Schaut nach einem UNICODE-Problem aus. Arbeitest du mit VS2003 bzw. VS2005? Dort werden standardmäßig UNICODE-Projekte angelegt. Du solltest mal versuchen, die UNICODE-Unterstützung abzuschalten. 
Ich bin mir nicht ganz sicher, aber ich glaube, das ist die Zeichensatzeinstellung in den allgemeinen Konfigurationseigenschaften bei den Projekteigenschaften.

Gruß
MCoder


----------



## mÄh (12. Juli 2006)

hm, eigentlich benutze ich das SDK mit qtwin, aber ich habe das mal ausprobiert. hat aber leider nix geholfen.

hier vielleicht noch mal ein detaillierterer Hilferuf:


I want to build xerces.lib (actually dynamical, but as there are many linker 
errors using the dll, the static .lib version)
ich möchte die xercesc-lib erstellen.
eigentlich die dynamische, aber da ich damit eine reihe von linkerprobleme
erhalten habe, nun die statische version.

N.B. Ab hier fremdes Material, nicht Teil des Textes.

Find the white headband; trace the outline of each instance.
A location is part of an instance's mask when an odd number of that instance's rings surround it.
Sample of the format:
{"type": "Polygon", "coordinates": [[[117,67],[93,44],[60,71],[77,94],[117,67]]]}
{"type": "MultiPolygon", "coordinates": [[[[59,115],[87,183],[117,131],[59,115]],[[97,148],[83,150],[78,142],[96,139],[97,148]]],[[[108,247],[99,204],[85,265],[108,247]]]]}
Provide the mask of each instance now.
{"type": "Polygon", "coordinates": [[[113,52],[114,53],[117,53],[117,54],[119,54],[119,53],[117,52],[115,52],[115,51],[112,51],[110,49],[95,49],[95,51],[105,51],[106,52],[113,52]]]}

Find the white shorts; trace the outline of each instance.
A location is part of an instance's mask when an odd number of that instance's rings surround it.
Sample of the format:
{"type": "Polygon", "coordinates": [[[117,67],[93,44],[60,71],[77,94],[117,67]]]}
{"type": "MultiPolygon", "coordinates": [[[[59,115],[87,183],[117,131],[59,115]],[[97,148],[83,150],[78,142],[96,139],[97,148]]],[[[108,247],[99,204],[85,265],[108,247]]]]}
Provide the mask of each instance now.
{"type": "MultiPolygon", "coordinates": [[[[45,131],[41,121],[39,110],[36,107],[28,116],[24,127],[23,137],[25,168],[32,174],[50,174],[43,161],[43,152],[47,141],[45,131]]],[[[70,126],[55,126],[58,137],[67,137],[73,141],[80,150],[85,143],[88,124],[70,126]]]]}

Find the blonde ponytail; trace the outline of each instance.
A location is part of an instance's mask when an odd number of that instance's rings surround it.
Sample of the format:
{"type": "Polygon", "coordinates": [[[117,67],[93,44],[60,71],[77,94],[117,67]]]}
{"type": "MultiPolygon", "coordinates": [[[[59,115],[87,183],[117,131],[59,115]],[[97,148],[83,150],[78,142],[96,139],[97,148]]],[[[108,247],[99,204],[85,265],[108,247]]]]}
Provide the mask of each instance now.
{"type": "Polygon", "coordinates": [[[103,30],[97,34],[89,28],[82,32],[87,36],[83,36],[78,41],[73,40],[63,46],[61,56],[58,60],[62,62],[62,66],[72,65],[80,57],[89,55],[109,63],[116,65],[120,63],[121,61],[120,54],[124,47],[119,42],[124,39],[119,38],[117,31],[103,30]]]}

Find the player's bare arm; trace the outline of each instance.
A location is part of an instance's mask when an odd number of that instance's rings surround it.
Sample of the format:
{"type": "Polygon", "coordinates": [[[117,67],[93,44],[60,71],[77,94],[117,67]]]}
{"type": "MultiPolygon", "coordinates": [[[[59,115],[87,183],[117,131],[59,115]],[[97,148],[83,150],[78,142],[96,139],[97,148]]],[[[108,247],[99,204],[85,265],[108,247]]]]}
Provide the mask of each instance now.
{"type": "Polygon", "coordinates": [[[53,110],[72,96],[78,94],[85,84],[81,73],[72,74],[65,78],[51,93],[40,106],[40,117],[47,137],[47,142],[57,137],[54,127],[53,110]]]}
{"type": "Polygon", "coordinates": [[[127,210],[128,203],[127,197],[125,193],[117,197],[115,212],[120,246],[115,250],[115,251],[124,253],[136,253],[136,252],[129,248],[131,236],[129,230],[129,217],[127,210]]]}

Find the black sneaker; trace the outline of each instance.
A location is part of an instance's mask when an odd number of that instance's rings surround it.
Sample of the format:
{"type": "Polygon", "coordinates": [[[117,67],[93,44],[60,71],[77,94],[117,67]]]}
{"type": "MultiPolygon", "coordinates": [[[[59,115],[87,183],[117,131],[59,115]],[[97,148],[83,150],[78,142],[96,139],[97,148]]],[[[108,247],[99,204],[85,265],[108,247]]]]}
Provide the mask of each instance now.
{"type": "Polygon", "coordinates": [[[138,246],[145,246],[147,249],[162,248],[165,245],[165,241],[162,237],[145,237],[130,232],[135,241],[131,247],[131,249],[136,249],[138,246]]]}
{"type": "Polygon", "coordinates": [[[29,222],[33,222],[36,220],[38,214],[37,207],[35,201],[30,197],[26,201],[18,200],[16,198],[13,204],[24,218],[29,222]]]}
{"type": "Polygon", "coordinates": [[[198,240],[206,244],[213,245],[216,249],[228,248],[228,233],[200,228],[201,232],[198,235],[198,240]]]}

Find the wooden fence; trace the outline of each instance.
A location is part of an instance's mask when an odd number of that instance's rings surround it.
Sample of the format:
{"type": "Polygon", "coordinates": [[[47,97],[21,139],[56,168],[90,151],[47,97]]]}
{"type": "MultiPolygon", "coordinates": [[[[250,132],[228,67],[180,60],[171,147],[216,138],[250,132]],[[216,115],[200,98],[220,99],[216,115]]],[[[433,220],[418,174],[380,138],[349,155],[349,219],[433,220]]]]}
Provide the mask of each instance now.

After compiling I got the following errors:
dort bekomme ich beim erstellen mittlerweile (nur noch) die fehler:
1.
com\XMLDOMDocument.cpp(1461) : error C2664: '_wfopen': Konvertierung des
Paramet
ers 2 von 'const char [3]' in 'const wchar_t *' nicht möglich
Die Typen, auf die verwiesen wird, sind nicht verknüpft; die
Konvertieru
ng erfordert einen reinterpret_cast-Operator oder eine Typumwandlung im C-
oder Funktionsformat

in der entsprechenden Zeile von com\XMLDOMDocument.cpp steht:
FILE* fp = _tfopen(file, "wt");

2.
com\XMLHTTPRequest.cpp(885) : error C2664: 'SysAllocStringByteLen':
Konvertierun
g des Parameters 1 von 'TCHAR *' in 'LPCSTR' nicht möglich
Die Typen, auf die verwiesen wird, sind nicht verknüpft; die
Konvertieru
ng erfordert einen reinterpret_cast-Operator oder eine Typumwandlung im C-
oder
Funktionsformat.

in com\XMLHTTPRequest.cpp(885) steht:
*pVal = SysAllocStringByteLen(psz,m_lResponseBodyLength);

does anybody know how I can get it running?
weiß jemand, wie ich die wegbekomme?

I use MS SDK with MS Visual C++ 2005 Express Edition.
(I have qt-win-opensource-src-4.1.1 installed so that I can compile by 
typing qmake, nmake as there is a corresponding .pro-file for xerces)

thx
mh


----------



## deepthroat (13. Juli 2006)

Hi.





			
				mah hat gesagt.:
			
		

> hm, eigentlich benutze ich das SDK mit qtwin, aber ich habe das mal ausprobiert. hat aber leider nix geholfen.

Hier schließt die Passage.